En el imaginario colectivo de gran parte del mundo la sociedad
norteamericana es la sociedad ideal. Según esa construcción más que
ideológica mitológica, una verdadera proeza de la industria cultural de
ese país, los Estados Unidos son una sociedad abierta, de intensa
movilidad social, pletórica de derechos, igualitaria, amante de la paz,
los derechos humanos, la justicia y la democracia. Una sociedad, además,
que se ha arrogado una misión supuestamente encomendada por la
Providencia para difundir por todo el mundo el mensaje mesiánico y
salvífico que redimiría a la humanidad de sus pecados y sus miserias.

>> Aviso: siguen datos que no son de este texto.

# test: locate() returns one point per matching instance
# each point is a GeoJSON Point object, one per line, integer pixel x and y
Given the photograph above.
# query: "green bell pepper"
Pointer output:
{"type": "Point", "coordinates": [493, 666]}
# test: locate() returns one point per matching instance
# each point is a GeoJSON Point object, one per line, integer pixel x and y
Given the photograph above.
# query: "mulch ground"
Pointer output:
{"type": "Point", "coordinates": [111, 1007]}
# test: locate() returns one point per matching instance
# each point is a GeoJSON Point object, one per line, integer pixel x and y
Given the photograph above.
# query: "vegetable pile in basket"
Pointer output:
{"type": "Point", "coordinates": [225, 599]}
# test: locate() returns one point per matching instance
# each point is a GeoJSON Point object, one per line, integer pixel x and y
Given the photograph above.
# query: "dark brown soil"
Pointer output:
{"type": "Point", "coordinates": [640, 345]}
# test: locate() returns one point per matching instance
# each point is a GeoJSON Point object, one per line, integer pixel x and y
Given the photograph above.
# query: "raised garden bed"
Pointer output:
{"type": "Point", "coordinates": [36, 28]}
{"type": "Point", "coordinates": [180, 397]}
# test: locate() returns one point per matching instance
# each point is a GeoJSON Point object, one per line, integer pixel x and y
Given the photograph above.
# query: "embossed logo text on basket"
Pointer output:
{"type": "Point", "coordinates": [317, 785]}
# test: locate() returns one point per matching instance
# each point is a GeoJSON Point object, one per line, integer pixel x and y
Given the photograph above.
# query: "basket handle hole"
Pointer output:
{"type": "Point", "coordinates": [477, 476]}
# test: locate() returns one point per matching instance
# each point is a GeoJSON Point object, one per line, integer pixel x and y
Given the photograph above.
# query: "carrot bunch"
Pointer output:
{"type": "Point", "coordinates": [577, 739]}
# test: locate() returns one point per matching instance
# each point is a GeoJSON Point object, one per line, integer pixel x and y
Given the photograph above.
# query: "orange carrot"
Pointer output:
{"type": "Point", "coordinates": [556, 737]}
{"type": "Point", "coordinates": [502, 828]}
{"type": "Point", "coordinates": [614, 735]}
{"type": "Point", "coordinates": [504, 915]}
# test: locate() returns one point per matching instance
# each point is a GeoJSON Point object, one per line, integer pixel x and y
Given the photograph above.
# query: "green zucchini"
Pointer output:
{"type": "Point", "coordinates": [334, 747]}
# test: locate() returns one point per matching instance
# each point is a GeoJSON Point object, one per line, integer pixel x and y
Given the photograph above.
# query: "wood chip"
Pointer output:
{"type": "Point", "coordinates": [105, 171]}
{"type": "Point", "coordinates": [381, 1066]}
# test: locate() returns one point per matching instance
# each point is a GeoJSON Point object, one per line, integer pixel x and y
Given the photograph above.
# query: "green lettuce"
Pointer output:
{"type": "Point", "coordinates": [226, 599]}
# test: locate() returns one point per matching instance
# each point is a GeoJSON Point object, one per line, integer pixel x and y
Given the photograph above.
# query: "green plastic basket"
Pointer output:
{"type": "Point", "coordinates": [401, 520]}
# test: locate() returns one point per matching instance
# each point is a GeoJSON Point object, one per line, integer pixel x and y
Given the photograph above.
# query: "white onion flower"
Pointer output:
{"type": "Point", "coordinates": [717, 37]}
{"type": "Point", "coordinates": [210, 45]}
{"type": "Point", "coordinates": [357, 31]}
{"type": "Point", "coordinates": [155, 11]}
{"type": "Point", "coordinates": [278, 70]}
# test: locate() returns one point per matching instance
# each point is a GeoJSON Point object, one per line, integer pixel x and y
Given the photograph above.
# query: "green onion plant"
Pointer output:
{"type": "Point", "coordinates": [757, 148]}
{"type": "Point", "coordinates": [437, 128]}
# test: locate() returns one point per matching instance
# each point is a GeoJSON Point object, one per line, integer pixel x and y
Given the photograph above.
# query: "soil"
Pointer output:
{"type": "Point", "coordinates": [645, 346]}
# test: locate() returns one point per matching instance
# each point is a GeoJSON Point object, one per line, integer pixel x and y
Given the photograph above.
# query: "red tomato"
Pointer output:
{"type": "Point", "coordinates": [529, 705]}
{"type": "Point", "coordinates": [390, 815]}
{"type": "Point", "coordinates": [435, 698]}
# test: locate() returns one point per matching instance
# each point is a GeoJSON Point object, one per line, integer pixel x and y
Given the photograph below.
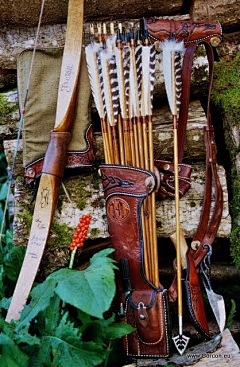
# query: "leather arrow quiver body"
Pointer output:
{"type": "Point", "coordinates": [192, 34]}
{"type": "Point", "coordinates": [140, 303]}
{"type": "Point", "coordinates": [41, 110]}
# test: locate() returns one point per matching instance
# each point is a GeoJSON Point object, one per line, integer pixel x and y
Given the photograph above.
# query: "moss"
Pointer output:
{"type": "Point", "coordinates": [226, 87]}
{"type": "Point", "coordinates": [94, 232]}
{"type": "Point", "coordinates": [96, 185]}
{"type": "Point", "coordinates": [6, 107]}
{"type": "Point", "coordinates": [26, 218]}
{"type": "Point", "coordinates": [226, 95]}
{"type": "Point", "coordinates": [61, 234]}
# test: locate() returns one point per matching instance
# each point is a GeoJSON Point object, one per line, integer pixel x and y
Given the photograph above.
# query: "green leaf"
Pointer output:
{"type": "Point", "coordinates": [91, 290]}
{"type": "Point", "coordinates": [4, 191]}
{"type": "Point", "coordinates": [11, 354]}
{"type": "Point", "coordinates": [5, 303]}
{"type": "Point", "coordinates": [40, 299]}
{"type": "Point", "coordinates": [52, 314]}
{"type": "Point", "coordinates": [23, 336]}
{"type": "Point", "coordinates": [67, 349]}
{"type": "Point", "coordinates": [103, 331]}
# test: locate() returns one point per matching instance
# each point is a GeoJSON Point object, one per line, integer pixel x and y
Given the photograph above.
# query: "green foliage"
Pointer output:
{"type": "Point", "coordinates": [231, 315]}
{"type": "Point", "coordinates": [226, 95]}
{"type": "Point", "coordinates": [62, 234]}
{"type": "Point", "coordinates": [3, 191]}
{"type": "Point", "coordinates": [64, 324]}
{"type": "Point", "coordinates": [226, 87]}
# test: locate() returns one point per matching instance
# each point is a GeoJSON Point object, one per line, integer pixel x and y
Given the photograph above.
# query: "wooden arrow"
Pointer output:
{"type": "Point", "coordinates": [53, 168]}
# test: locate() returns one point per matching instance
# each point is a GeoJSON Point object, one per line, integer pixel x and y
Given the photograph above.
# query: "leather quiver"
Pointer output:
{"type": "Point", "coordinates": [40, 113]}
{"type": "Point", "coordinates": [167, 187]}
{"type": "Point", "coordinates": [141, 304]}
{"type": "Point", "coordinates": [183, 30]}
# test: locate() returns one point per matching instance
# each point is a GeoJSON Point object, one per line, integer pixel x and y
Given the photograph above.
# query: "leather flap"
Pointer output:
{"type": "Point", "coordinates": [187, 31]}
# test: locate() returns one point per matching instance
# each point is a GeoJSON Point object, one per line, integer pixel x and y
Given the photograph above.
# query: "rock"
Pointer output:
{"type": "Point", "coordinates": [162, 128]}
{"type": "Point", "coordinates": [13, 41]}
{"type": "Point", "coordinates": [87, 197]}
{"type": "Point", "coordinates": [23, 13]}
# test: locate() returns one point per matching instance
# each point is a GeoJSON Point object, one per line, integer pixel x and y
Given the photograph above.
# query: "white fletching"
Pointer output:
{"type": "Point", "coordinates": [168, 49]}
{"type": "Point", "coordinates": [91, 57]}
{"type": "Point", "coordinates": [111, 42]}
{"type": "Point", "coordinates": [146, 80]}
{"type": "Point", "coordinates": [133, 107]}
{"type": "Point", "coordinates": [120, 76]}
{"type": "Point", "coordinates": [105, 57]}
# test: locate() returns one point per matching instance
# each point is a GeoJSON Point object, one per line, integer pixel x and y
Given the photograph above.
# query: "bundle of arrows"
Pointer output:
{"type": "Point", "coordinates": [121, 70]}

Pero esa imagen nada tiene que ver con la realidad. Estados Unidos es
una sociedad profundamente desigual, en donde el diferencial de ingresos
y riquezas entre los más ricos y los más pobres asumió, en el último
cuarto de siglo, ribetes escandalosos y jamás vistos en su historia. Una
sociedad que a siglo y medio de la abolición de la esclavitud sigue
estigmatizando y persiguiendo a los afroamericanos con una virulencia
que, desde que uno de ellos, Barack Obama, asumió la presidencia de la
república no hizo sino crecer. Hacía décadas que policías blancos no
mataban a tantos negros en las calles de Estados Unidos. Una sociedad
que presume de ser democrática cuando los más brillantes intelectuales
de ese país no dudan en caracterizarla como una obscena plutocracia.